Deploying Bodo with Kubernetes¶
This section demonstrates an example showing how to deploy a Bodo application with Kubernetes. We deploy Bodo with the Kubeflow MPI-Operator.
Setting Up¶
You need the following to deploy your Bodo application using Kubernetes:
-
Access to a Kubernetes cluster.
For this example, we'll use kops on AWS. See the section below on creating a Kubernetes cluster to see how we set it up.
-
A Docker image containing the Bodo application scripts and their intended Bodo version made available on a Docker registry, so that Kubernetes can pull it.
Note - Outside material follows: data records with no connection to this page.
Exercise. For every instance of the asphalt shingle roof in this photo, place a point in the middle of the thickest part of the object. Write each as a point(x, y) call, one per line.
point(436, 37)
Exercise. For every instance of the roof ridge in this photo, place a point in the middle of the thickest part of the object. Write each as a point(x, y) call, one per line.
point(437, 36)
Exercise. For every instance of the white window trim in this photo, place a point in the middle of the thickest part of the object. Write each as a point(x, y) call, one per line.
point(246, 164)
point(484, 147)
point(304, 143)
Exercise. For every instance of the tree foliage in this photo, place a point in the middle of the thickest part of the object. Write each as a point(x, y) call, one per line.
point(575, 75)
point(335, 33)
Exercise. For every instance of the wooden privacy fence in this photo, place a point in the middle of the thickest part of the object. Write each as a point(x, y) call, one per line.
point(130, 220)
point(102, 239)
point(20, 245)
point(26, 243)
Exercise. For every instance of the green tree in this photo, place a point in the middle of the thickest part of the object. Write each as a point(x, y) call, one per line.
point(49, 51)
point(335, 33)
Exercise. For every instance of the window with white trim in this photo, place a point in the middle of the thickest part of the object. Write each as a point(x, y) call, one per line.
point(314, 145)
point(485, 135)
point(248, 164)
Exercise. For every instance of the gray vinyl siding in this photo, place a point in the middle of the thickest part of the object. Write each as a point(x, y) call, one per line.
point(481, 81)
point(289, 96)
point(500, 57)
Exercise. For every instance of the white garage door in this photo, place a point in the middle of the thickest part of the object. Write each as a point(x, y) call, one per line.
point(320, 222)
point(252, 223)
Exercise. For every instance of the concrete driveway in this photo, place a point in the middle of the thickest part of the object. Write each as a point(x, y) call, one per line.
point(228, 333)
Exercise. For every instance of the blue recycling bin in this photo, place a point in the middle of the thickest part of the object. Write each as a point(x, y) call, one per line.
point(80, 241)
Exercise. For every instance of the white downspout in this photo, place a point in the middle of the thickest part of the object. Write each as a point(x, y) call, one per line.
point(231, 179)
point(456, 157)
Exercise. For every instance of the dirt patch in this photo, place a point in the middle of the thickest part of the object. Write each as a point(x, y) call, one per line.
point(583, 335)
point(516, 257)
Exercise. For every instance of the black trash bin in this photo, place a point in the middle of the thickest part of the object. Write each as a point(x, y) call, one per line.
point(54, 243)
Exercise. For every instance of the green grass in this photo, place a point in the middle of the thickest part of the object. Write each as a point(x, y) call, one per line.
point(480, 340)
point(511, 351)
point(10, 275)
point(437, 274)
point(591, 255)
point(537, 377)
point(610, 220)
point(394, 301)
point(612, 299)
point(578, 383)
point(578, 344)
For this example, we created a Docker image using this Dockerfile and uploaded it to Docker Hub. It includes a Bodo application called
pi.py
that calculates the value of pi using the Monte Carlo method, and can be used to validate your setup.You can use this as a base image for your own Docker image. If you want to use a private registry, you can follow the instructions here.
Warning
Make sure to provide the correct CPU and Memory requests in the YAML file for your Bodo jobs. If correct values are not provided or the cluster doesn't have sufficient CPU or Memory required for the job, the job will be terminated and worker pods may keep respawning. You can get a good estimate of the CPU and Memory requirements by extrapolation from running the job locally on a smaller dataset.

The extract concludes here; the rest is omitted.